Retour d'expérience

Au Pays du Lunévillois, la mobilité comme levier d’égalité

Territoire rural et contrasté, le Pays du Lunévillois a choisi de prendre en main la question des déplacements. Le fer de lance du PETR : un service d’autopartage électrique qui offre une nouvelle autonomie aux habitants.

Publié le 17 mars 2026

Situé au sud-est du bassin nancéien, à l’ouest de l’Alsace et à proximité des Vosges, le Pays du Lunévillois est un pôle d’équilibre territorial et rural (PETR) qui regroupe aujourd’hui 4 intercommunalités et 159 communes pour 77 000 habitants. « Articulé autour de Lunéville et de Baccarat, notre territoire est à la fois très rural et plutôt contrasté, indique Guillaume Cornil, directeur du PETR. Il compte un tiers de communes de moins de 100 habitants. Sa zone nord est assez dynamique, sous l’influence de la métropole du Grand Nancy, tandis que la partie située au sud-est est plus défavorisée et dépendante de la filière bois-forêt. »

Pionnier de la compétence mobilité

Depuis une dizaine d’années, les élus mènent une réflexion pour mieux organiser la mobilité, constatant que les systèmes de transport existants ne répondaient pas aux besoins de déplacement d’une partie de la population. « En 2018, le Pays du Lunévillois, qui avait déjà été labellisé Territoire à énergie positive pour la croissance verte, a été le tout premier PETR à prendre la compétence mobilité », précise Guillaume Cornil. Cette démarche a été le point de départ de plusieurs actions. Le pays a par exemple créé 20 aires de covoiturage ainsi qu’un réseau de transport à la demande accessible à tous, depuis les communes vers les bourgs-centres.

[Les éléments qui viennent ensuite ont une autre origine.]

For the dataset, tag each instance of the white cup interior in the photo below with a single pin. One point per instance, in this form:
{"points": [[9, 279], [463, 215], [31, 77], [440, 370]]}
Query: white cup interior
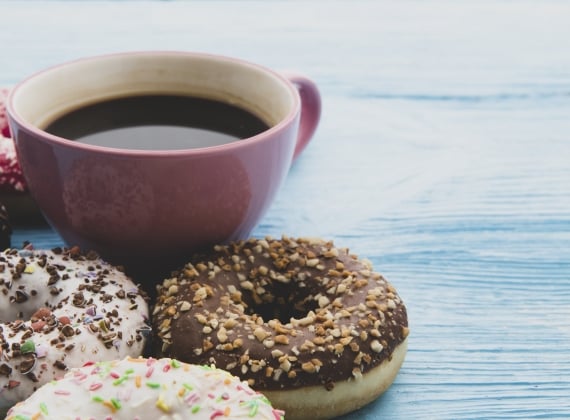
{"points": [[52, 93]]}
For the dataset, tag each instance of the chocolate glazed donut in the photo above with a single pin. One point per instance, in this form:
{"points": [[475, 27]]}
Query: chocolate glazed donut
{"points": [[311, 326]]}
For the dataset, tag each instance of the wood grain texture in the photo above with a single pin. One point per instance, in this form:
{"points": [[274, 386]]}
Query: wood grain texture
{"points": [[443, 156]]}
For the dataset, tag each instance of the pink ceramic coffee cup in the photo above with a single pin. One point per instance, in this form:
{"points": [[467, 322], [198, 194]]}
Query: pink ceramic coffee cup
{"points": [[142, 205]]}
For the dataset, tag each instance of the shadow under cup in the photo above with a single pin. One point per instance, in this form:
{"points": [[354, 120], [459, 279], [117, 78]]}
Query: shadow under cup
{"points": [[153, 208]]}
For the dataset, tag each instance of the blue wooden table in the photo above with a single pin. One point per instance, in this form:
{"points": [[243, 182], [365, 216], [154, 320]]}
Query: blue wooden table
{"points": [[443, 156]]}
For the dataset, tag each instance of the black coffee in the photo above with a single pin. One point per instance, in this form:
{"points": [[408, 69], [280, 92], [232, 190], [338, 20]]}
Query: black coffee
{"points": [[158, 122]]}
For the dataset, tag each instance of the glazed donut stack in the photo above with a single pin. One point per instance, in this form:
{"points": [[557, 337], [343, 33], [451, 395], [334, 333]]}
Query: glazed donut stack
{"points": [[137, 388], [310, 325], [61, 309]]}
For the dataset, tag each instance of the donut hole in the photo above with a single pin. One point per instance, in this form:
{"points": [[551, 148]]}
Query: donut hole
{"points": [[280, 303]]}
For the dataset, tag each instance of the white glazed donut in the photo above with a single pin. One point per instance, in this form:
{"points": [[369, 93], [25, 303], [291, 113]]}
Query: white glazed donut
{"points": [[60, 309], [145, 389]]}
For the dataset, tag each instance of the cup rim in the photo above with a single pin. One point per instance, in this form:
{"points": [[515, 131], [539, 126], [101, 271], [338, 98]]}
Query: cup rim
{"points": [[117, 151]]}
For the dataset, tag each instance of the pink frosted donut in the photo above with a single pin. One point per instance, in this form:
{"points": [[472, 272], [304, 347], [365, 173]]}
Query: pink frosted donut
{"points": [[60, 309], [145, 389]]}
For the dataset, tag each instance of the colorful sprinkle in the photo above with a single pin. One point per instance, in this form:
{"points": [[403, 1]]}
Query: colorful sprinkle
{"points": [[95, 386], [43, 408], [160, 403], [28, 347]]}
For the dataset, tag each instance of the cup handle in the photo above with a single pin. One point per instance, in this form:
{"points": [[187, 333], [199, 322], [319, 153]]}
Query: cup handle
{"points": [[310, 109]]}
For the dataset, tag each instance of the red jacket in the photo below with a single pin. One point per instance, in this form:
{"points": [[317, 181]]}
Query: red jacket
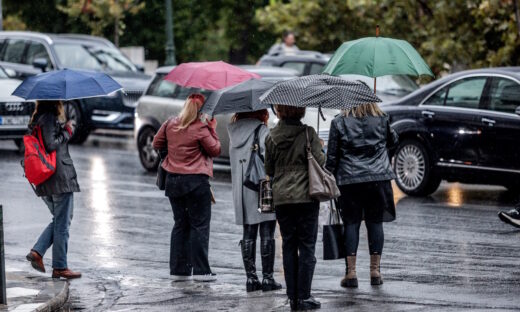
{"points": [[191, 150]]}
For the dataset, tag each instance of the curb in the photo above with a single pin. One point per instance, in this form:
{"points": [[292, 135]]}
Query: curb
{"points": [[56, 302]]}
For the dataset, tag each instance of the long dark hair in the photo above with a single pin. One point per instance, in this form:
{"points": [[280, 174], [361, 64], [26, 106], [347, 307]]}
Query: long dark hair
{"points": [[53, 107]]}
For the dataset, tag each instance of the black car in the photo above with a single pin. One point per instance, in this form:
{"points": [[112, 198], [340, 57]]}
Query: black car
{"points": [[464, 127], [28, 53]]}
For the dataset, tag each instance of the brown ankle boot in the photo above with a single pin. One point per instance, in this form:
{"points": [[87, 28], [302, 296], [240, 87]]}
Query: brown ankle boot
{"points": [[65, 273], [36, 261], [375, 273], [350, 279]]}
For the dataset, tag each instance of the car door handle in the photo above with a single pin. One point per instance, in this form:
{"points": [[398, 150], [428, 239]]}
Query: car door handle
{"points": [[428, 114], [489, 122]]}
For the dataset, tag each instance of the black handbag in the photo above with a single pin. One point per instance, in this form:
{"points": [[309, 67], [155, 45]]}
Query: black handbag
{"points": [[255, 169], [161, 173], [334, 235]]}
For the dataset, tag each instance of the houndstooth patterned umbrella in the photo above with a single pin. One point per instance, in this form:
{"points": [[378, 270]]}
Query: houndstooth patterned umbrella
{"points": [[321, 91]]}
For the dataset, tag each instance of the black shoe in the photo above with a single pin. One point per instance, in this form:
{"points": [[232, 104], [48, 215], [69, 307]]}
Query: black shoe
{"points": [[248, 247], [511, 217], [267, 252], [308, 304]]}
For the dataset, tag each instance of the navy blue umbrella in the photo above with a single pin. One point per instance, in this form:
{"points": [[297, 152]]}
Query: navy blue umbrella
{"points": [[66, 84]]}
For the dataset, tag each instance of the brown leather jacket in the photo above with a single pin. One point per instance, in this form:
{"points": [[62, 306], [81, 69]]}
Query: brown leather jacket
{"points": [[191, 150]]}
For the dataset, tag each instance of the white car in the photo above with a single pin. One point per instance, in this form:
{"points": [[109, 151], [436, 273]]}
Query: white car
{"points": [[15, 112], [164, 99]]}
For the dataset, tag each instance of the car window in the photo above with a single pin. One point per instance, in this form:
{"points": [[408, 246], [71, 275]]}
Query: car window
{"points": [[504, 95], [14, 51], [298, 66], [466, 93], [438, 98], [37, 50], [316, 68]]}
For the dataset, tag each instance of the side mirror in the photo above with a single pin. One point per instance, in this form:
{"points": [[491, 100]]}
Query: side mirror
{"points": [[11, 73], [139, 68], [41, 63]]}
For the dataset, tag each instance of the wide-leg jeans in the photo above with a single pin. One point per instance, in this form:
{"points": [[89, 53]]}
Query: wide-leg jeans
{"points": [[56, 233]]}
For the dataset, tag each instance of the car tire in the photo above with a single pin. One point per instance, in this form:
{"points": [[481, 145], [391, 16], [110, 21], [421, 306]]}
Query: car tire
{"points": [[414, 170], [73, 112], [147, 155]]}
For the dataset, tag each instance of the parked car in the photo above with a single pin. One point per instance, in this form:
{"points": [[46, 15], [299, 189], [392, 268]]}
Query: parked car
{"points": [[163, 99], [15, 112], [464, 127], [29, 53]]}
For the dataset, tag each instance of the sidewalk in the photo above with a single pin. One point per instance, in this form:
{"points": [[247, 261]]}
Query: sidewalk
{"points": [[34, 292]]}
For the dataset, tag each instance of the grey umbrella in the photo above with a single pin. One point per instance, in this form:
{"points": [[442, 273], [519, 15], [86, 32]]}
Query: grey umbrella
{"points": [[239, 98], [322, 91]]}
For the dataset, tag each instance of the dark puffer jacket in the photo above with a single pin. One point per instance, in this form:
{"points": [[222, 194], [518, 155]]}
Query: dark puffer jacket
{"points": [[286, 161], [55, 138], [358, 149]]}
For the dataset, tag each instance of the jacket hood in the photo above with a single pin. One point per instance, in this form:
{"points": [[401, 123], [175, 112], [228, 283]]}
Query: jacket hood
{"points": [[284, 134], [241, 130]]}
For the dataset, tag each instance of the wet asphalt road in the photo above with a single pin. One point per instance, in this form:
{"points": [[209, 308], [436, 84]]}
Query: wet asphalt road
{"points": [[447, 252]]}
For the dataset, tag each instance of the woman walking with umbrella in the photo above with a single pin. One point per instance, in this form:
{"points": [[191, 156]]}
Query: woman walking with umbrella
{"points": [[191, 145], [49, 124], [296, 212], [287, 163], [247, 131], [357, 154]]}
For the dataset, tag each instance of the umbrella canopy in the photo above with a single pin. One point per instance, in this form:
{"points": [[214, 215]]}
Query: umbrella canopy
{"points": [[322, 91], [208, 75], [375, 57], [243, 97], [66, 84]]}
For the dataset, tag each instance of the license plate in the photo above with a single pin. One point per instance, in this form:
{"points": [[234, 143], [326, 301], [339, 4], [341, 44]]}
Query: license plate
{"points": [[14, 120]]}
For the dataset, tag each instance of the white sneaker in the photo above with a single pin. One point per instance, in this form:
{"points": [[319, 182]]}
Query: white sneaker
{"points": [[180, 278], [211, 277]]}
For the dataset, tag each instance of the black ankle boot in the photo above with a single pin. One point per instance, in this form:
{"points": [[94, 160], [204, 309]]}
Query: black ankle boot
{"points": [[308, 304], [248, 247], [267, 252]]}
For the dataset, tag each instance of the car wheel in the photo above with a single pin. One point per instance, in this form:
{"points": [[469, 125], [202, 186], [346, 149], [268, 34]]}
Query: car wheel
{"points": [[81, 132], [147, 154], [412, 166]]}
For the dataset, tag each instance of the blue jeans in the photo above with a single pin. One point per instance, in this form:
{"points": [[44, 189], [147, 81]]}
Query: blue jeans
{"points": [[57, 232]]}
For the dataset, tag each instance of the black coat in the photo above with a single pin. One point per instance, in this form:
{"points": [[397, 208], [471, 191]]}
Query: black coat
{"points": [[55, 138], [357, 150]]}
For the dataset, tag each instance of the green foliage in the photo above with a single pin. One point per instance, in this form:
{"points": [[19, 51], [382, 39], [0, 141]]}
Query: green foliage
{"points": [[449, 34]]}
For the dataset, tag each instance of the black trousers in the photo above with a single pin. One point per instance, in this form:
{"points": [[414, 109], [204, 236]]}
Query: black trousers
{"points": [[190, 234], [267, 229], [299, 229]]}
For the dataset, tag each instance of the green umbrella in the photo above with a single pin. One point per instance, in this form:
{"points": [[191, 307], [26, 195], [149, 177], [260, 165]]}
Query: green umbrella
{"points": [[377, 56]]}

42 véhicules électriques à disposition

L’initiative majeure reste la mise en place de véhicules électriques en autopartage sur l’une des quatre communautés de communes, celle de Lunéville à Baccarat, qui réunit 43 communes et 40 000 habitants. « Nous avons déployé 42 véhicules avec bornes de recharge, à raison d’environ une voiture par commune. Une campagne de communication “Lulutour” a été organisée avec des stands dans chaque commune pour présenter le service et apaiser les appréhensions vis-à-vis des véhicules électriques. » À partir de l’application ou du site dédié, tous les habitants de la communauté de communes détenteurs d’un permis de conduire valide peuvent désormais disposer d’un véhicule pour une heure ou toute une journée, à un prix accessible : 12 € pour 6 heures, par exemple, auxquels s’ajoutent 5 centimes par kilomètre parcouru. Dans la majorité des communes, Lulu rencontre un grand succès, avec plus de 350 réservations annuelles. Toutefois, 20 % des bornes ne comptent pas plus de 25 réservations par an, sans explication apparente. Partout, la moyenne d’utilisation est de 70 kilomètres pour 4 heures.

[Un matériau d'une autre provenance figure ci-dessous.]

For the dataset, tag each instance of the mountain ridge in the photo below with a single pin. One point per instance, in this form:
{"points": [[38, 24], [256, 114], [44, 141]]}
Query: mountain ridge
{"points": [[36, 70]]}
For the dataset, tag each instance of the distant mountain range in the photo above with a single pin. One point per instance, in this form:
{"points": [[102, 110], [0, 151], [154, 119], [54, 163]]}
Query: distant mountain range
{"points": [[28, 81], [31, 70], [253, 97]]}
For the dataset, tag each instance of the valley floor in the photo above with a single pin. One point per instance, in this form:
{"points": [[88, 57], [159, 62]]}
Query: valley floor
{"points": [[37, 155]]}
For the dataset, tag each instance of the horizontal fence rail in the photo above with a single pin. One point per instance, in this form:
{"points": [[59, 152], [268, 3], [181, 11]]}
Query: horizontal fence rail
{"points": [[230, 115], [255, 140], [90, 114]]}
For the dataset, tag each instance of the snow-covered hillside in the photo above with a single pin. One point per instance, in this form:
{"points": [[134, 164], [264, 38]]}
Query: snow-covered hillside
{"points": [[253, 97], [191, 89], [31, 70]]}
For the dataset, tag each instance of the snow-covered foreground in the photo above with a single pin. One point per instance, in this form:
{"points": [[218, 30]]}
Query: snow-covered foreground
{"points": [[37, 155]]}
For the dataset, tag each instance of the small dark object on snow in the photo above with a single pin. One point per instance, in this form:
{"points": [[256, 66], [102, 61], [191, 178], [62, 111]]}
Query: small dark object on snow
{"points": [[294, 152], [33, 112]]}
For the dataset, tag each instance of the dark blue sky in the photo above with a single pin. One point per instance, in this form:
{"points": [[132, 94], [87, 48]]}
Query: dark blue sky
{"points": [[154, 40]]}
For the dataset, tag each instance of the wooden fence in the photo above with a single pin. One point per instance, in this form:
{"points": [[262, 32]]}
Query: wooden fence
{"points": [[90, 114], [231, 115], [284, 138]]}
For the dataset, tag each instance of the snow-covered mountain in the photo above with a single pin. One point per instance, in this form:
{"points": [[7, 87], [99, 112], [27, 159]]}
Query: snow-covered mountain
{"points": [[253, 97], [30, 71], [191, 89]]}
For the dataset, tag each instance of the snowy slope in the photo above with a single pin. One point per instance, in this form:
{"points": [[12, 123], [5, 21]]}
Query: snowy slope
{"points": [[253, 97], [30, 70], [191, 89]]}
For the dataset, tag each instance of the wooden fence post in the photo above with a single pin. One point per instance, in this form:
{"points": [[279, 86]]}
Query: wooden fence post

Une démarche partenariale à coût maitrisé

« Les cas d’usage sont variés : démarches administratives, courses hebdomadaires, rendez-vous médicaux, loisirs, entretiens d’embauche… Le service est utilisé principalement par des personnes modestes, mais tous les âges sont représentés, des jeunes conducteurs aux personnes de plus de 70 ans. Lulu, c’est un vrai plus pour l’autonomie, mais aussi pour l’économie des ménages.  Certains ont même pu se séparer de leur deuxième voiture. » Fruit d’un partenariat avec Agilauto Partage, Enedis et le garage solidaire Ines, le service coûte environ 110 000 euros par an à la collectivité, un coût jugé raisonnable comparé aux 950 000 euros du transport urbain.

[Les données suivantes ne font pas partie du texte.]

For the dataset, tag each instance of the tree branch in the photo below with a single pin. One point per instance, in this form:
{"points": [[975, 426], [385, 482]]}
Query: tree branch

De l’autopartage aux chauffeurs solidaires

Depuis cette année, les véhicules sous-utilisés ont été redéployés dans les bourgs-centres des trois autres communautés de communes, avec une fréquentation en forte hausse. Dans le même temps, le PETR lance un réseau de conducteurs solidaires. Ces bénévoles utiliseront leur véhicule personnel pour accompagner des habitants sans voiture ou ne pouvant plus conduire, pour des déplacements indispensables rendus impossibles faute de transports en commun. « L’objectif est de compléter l’offre existante et de garantir à tous l’accès à une mobilité essentielle », indique Guillaume Cornil.